Aujourd’hui, au milieu de la nervosité européenne suscitée par la victoire de Trump et de la perspective possible d’envoyer des troupes de l’OTAN en Ukraine, nous assistons à la reformulation de la politique nucléaire russe. Il est clair que le statut de la Russie en tant que superpuissance nucléaire n’est plus effrayant, cette peur qui a empêché la guerre nucléaire dans le passé, et que, par conséquent, il est impératif pour la Russie de retrouver cette peur afin d’éviter une plus grande catastrophe. Dans ce contexte, il y a l’utilisation démonstrative de nouvelles armes hypersoniques qui ne peuvent pas être interceptées, comme le missile « Oreshnik ». Il ne faut pas oublier non plus que l’histoire de l’affrontement nucléaire entre les superpuissances de la guerre froide a été pleine de situations qui ont échappé à la volonté de leurs dirigeants et qui ont été résolues par le hasard ou le bon sens de personnages insignifiants. Pour toutes ces raisons, il est impératif de s’interroger aujourd’hui sur ce type de danger.

La guerre, le temps et la stupidité

Avec tout ce danger nucléaire, comme avec beaucoup d’autres problèmes mondiaux, tels que les inégalités sociales et régionales, ou la surpopulation, nous pouvons vivre. Vivre dangereusement, pourrait-on dire. Mais c’est possible. En fait, un demi-siècle de guerre froide sous la menace d’une destruction mutuelle assurée (Mad) le prouve.
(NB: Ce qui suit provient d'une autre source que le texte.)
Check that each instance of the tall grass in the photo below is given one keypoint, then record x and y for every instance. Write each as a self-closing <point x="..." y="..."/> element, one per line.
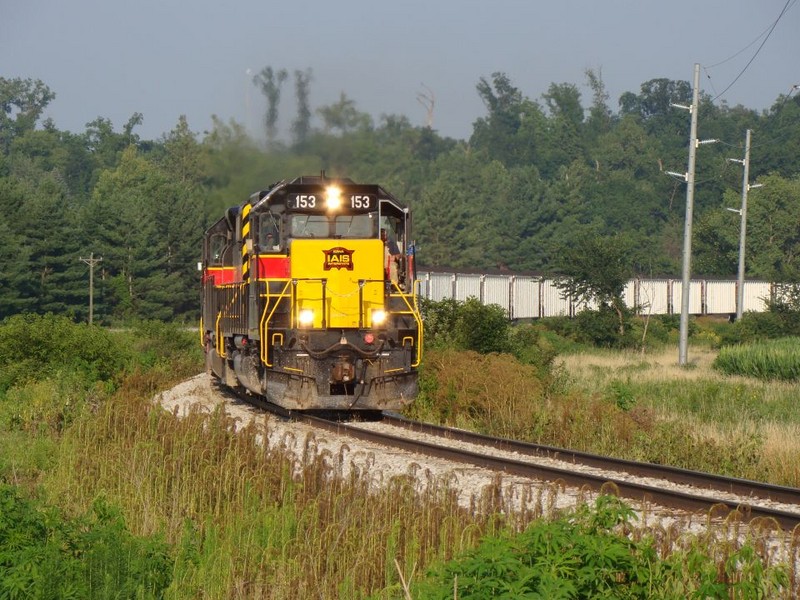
<point x="772" y="359"/>
<point x="696" y="418"/>
<point x="256" y="521"/>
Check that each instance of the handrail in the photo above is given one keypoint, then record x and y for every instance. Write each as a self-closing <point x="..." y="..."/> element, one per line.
<point x="263" y="325"/>
<point x="414" y="310"/>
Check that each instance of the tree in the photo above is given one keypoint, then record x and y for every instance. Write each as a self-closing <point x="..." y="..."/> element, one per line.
<point x="343" y="116"/>
<point x="600" y="116"/>
<point x="271" y="82"/>
<point x="130" y="220"/>
<point x="301" y="126"/>
<point x="22" y="102"/>
<point x="597" y="269"/>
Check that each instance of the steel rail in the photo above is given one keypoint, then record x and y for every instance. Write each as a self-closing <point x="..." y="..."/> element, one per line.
<point x="650" y="494"/>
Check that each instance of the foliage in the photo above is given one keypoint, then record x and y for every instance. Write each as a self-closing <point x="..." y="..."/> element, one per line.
<point x="36" y="347"/>
<point x="482" y="328"/>
<point x="583" y="555"/>
<point x="43" y="555"/>
<point x="601" y="327"/>
<point x="596" y="269"/>
<point x="774" y="359"/>
<point x="537" y="179"/>
<point x="492" y="393"/>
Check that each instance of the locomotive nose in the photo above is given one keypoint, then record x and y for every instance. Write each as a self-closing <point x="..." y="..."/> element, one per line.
<point x="342" y="371"/>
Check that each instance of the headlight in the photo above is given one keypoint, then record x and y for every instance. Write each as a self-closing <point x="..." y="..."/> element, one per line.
<point x="333" y="197"/>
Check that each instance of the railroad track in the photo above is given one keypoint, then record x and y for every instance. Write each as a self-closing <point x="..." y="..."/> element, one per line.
<point x="652" y="484"/>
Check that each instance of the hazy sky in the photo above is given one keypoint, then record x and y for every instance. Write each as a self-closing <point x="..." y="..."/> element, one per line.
<point x="165" y="58"/>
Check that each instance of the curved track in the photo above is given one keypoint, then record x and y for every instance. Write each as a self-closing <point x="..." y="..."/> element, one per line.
<point x="643" y="482"/>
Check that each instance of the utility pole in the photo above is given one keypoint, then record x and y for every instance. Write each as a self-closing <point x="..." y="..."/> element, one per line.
<point x="91" y="261"/>
<point x="743" y="227"/>
<point x="683" y="346"/>
<point x="688" y="177"/>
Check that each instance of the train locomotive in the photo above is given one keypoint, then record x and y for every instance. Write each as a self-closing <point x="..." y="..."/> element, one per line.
<point x="308" y="300"/>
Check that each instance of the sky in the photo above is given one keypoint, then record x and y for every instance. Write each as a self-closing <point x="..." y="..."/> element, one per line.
<point x="167" y="58"/>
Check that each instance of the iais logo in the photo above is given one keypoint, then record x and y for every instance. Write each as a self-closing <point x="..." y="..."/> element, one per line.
<point x="338" y="258"/>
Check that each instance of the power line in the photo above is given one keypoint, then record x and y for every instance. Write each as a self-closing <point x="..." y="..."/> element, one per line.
<point x="771" y="29"/>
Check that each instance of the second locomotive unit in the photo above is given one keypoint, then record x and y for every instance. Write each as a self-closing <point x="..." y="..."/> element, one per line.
<point x="310" y="298"/>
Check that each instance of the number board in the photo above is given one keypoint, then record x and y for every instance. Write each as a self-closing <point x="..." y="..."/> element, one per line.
<point x="316" y="202"/>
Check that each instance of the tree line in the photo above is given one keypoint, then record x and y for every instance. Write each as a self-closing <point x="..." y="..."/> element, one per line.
<point x="539" y="186"/>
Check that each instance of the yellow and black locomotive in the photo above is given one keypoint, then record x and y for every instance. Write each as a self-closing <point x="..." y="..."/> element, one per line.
<point x="310" y="298"/>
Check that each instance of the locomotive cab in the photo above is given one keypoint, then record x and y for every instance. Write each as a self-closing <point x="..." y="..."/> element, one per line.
<point x="307" y="305"/>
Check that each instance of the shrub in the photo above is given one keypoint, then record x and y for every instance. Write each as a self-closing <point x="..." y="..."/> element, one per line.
<point x="482" y="328"/>
<point x="43" y="555"/>
<point x="468" y="325"/>
<point x="774" y="359"/>
<point x="34" y="347"/>
<point x="601" y="328"/>
<point x="584" y="556"/>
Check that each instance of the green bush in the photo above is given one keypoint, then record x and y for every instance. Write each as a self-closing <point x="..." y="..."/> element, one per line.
<point x="468" y="325"/>
<point x="773" y="359"/>
<point x="35" y="347"/>
<point x="583" y="556"/>
<point x="532" y="348"/>
<point x="601" y="328"/>
<point x="43" y="555"/>
<point x="482" y="328"/>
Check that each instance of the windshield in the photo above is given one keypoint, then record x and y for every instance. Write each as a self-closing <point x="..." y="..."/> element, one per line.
<point x="341" y="226"/>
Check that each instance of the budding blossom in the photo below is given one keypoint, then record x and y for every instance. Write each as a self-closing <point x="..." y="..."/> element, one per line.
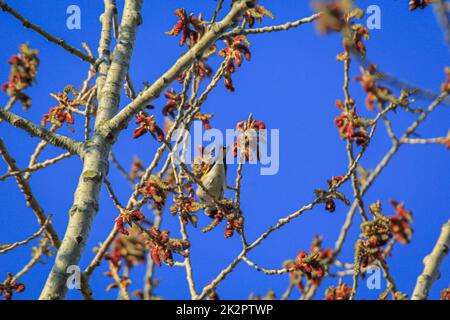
<point x="445" y="294"/>
<point x="156" y="189"/>
<point x="251" y="133"/>
<point x="183" y="27"/>
<point x="313" y="265"/>
<point x="63" y="111"/>
<point x="329" y="196"/>
<point x="162" y="247"/>
<point x="185" y="207"/>
<point x="351" y="126"/>
<point x="419" y="4"/>
<point x="148" y="124"/>
<point x="235" y="52"/>
<point x="226" y="211"/>
<point x="375" y="92"/>
<point x="127" y="217"/>
<point x="375" y="234"/>
<point x="254" y="14"/>
<point x="400" y="223"/>
<point x="8" y="287"/>
<point x="341" y="292"/>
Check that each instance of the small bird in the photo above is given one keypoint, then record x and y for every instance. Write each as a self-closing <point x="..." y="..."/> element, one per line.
<point x="215" y="181"/>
Mais contrairement à la menace posée par les armes nucléaires, la crise du réchauffement climatique est quelque chose qui s’aggrave car vous ne faites rien pour y faire face. Elle ne peut pas coexister sans entrer dans des catastrophes telles que l’hypothèse génocidaire du président Gustavo Petro.

Alors, maintenant, alors que les temps exigent une concertation internationale étroite et urgente, d’abord et avant tout entre les États-Unis et la Chine pour faire face à la crise climatique, la guerre, le scénario des empires en guerre, n’est plus le désastre criminel qu’elle a toujours été, mais elle est aussi stupide. Pendant que la guerre est menée, il y a du temps perdu que nous n’avons pas en tant qu’espèce. C’est pourquoi je dis toujours que si un extraterrestre observait notre situation, il en conclurait que les propriétaires de ce monde dangereux ont perdu la tête.